In the week before Christmas, freelance journalist Clare Rewcastle Brown expects to spend two nights camped in a London solicitor’s office to enable her to defend herself remotely against a charge of criminal libel in Malaysia. The hearing is the latest step in a decade of litigation and other ‘persecution’ Rewcastle Brown claims she has suffered since she began to report an alleged corruption scandal in the Malaysian state of Sarawak.

A conference in London last week heard it alleged that the attacks on Rewcastle Brown are a prime example of ‘strategic lawsuits against public participation’, or SLAPPs – legal attacks by the rich and powerful on journalists and activists trying to uncover wrongdoing. The alleged aim is not to right a wrong, but to bog critics down in financially crippling litigation and to deter others from repeating their allegations.

‘Lawyers have the ability to financially destroy you, not by being right, but using a case to bully you,’ Rewcastle Brown said. ‘When you start to engage with these guys you find yourself in the midst of a massively expensive process. You’re dealing with wealth, and that’s a wonderful tool for them.’

At the centre of what has been described as a ‘SLAPP industry’ is London’s legal sector and its courts. Last week’s Anti-SLAPP conference, organised by the Justice for Journalists Foundation and the Foreign Policy Centre, heard outspoken criticism from lawyers about their own colleagues’ role in this business. ‘As lawyers we need to speak out,’ said freelance media lawyer Sandhiya Sophie Argent.

At the event, a working group of legal and other experts published a three-tier set of recommendations for curbing SLAPPs. They were based on the principles that cases should be dealt with as quickly as possible in court, that costs for defendants should be kept to a minimum, while litigants should face sanctions for cases judged to be SLAPPs. Finally, the use of SLAPPS ‘needs to be de-legitimised’.

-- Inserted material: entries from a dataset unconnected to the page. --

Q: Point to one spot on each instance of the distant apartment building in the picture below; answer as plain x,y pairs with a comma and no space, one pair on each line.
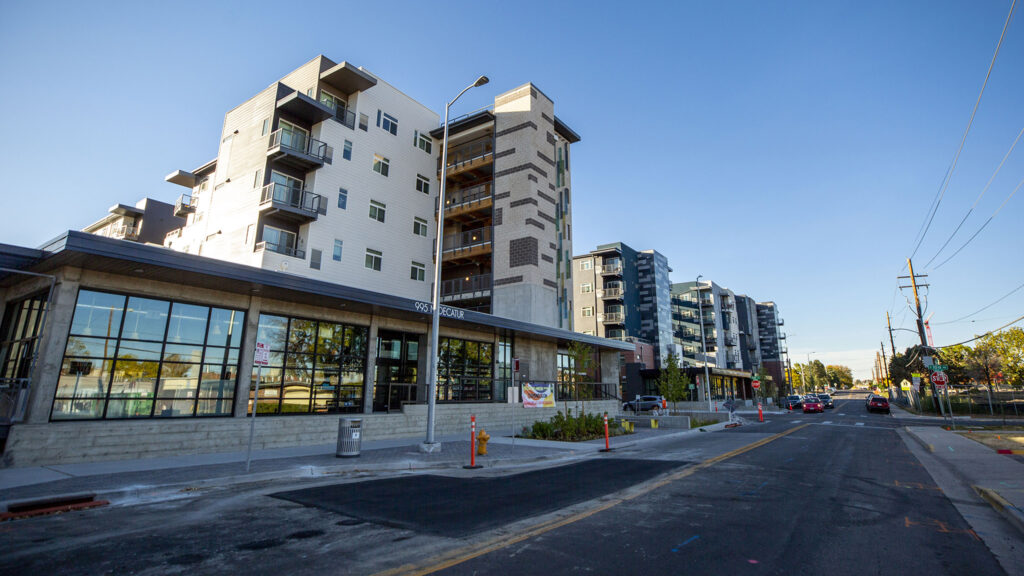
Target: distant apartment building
771,340
715,307
750,338
508,222
334,174
147,221
624,294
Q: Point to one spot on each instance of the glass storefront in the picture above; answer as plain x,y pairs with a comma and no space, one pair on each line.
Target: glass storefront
465,371
315,367
134,357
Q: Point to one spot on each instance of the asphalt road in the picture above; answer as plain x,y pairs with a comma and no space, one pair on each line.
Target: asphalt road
836,493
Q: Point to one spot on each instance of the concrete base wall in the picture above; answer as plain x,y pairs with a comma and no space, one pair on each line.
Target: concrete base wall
58,443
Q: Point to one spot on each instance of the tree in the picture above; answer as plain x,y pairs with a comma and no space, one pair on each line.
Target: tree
673,383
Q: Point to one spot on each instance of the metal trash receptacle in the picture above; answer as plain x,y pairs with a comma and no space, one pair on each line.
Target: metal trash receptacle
349,438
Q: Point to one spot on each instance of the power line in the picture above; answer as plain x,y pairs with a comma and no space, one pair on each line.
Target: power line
984,309
949,173
990,332
975,235
975,205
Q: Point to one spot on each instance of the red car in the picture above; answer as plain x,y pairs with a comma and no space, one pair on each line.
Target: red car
813,404
879,404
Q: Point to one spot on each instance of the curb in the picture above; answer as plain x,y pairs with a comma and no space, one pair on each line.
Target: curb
1010,511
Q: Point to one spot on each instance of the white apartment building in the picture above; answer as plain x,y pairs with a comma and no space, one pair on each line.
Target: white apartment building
329,173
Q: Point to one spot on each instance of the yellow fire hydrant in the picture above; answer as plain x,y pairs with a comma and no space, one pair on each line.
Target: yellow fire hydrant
481,443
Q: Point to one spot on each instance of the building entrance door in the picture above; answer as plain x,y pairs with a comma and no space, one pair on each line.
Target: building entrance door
397,363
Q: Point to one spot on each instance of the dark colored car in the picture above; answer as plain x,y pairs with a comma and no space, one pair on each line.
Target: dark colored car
812,404
646,403
877,404
826,400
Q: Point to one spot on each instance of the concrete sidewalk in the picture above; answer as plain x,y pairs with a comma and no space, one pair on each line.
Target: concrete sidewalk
126,481
997,479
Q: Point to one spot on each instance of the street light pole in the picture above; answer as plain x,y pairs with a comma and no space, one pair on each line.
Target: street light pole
704,343
429,445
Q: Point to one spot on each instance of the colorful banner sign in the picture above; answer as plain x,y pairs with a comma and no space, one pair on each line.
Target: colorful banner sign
538,396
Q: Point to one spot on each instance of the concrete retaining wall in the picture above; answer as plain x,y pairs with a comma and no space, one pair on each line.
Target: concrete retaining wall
57,443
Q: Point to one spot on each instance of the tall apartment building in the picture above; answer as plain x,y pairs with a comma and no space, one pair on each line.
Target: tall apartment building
771,340
333,173
147,221
508,210
750,338
624,294
714,306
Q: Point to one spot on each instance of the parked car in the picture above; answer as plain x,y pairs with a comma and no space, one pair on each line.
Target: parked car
826,400
646,403
812,404
877,404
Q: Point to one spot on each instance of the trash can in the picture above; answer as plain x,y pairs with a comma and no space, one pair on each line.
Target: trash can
349,438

To achieve this, the working group proposes a mixture of judicial guidance, civil procedural reform – and a UK anti-SLAPP law, along the lines of those in force in 32 US states. Specific measures, on which the group is inviting comments, include:

  • Updated practice directions to impose security for costs on claimants and to strengthen the use of strike-out powers against cases bearing the hallmarks of SLAPPs.
  • A pre-action protocol setting out steps the court would expect parties to take before going to court. This would include engaging in good faith with the right-to-reply process. This is currently abused by claimants using right of reply to ‘intimidate and threaten’, Argent told the conference.
  • A call for the Ministry of Justice to consult on an anti-SLAPP law. This would include an early dismissal mechanism to filter out SLAPPs. Courts would be empowered to issue security for costs and, where necessary, civil restraint orders along the lines of those imposed on persistently vexatious litigants.

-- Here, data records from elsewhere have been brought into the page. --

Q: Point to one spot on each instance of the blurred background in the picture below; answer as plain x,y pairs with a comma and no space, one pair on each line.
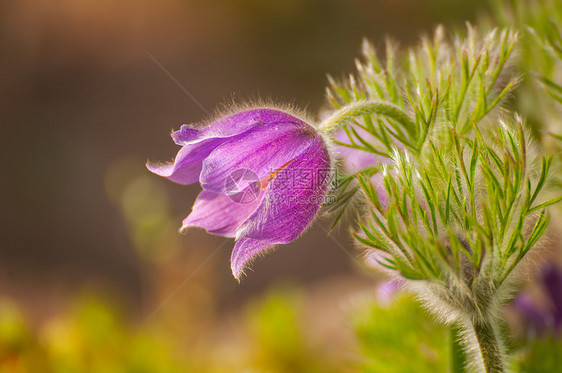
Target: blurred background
90,254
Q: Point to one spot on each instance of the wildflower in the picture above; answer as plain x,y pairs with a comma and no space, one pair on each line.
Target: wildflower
264,174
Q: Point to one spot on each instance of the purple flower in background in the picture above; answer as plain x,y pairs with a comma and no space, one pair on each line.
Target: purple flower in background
264,175
355,160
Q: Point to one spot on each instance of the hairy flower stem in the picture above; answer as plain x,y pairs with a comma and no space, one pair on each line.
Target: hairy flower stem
356,109
489,347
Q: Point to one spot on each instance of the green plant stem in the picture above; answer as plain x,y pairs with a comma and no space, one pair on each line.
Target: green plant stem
356,109
489,347
458,356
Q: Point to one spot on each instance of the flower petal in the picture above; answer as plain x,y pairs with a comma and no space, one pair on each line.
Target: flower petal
287,207
188,163
218,214
262,151
233,125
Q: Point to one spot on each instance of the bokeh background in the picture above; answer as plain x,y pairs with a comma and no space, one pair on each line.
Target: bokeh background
89,248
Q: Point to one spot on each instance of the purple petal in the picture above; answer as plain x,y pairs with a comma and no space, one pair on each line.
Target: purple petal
233,125
262,151
218,214
287,207
244,250
188,163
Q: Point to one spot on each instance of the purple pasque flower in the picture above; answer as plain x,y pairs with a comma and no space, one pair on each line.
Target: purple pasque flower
264,175
546,315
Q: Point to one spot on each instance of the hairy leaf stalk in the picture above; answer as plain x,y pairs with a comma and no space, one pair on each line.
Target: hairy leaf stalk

To judge by questions raised last week – including by Conservative MP Bob Seely, a campaigner against ‘lawfare’ – the most controversial element is likely to be the need for a specific new law.

One member of the working group, Rupert Cowper-Coles, a partner at City firm RPC specialising in defending media organisations, acknowledged that reforms introduced by the 2013 Defamation Act had been a step forward, but said that litigants were finding new avenues. ‘We’re seeing increasing use of data protection laws,’ he said. ‘These don’t currently have the protections and safeguards which we’ve built in to defamation... we don’t have a public interest defence and the journalism exemption is looking narrower and narrower by the day.’

Charlie Holt of free speech group English PEN said the law should create ‘an affirmative right to public participation’ as well as a filter mechanism incorporating a mechanism for summary disposal. When a case is ruled to be a SLAPP, all costs would be born by the litigant, who would also be liable for exemplary damages.

Another contentious issue in ‘de-legitimising’ SLAPPs might be that of identifying lawyers with their clients. ‘It’s a sensitive thing to hold lawyers to account for those they represent,’ Cowper-Coles conceded, ‘but there are definitely firms out there over-stepping the mark.’  

No doubt wisely, he did not name names. But he admitted to sometimes feeling ‘a sense of shame about this jurisdiction’.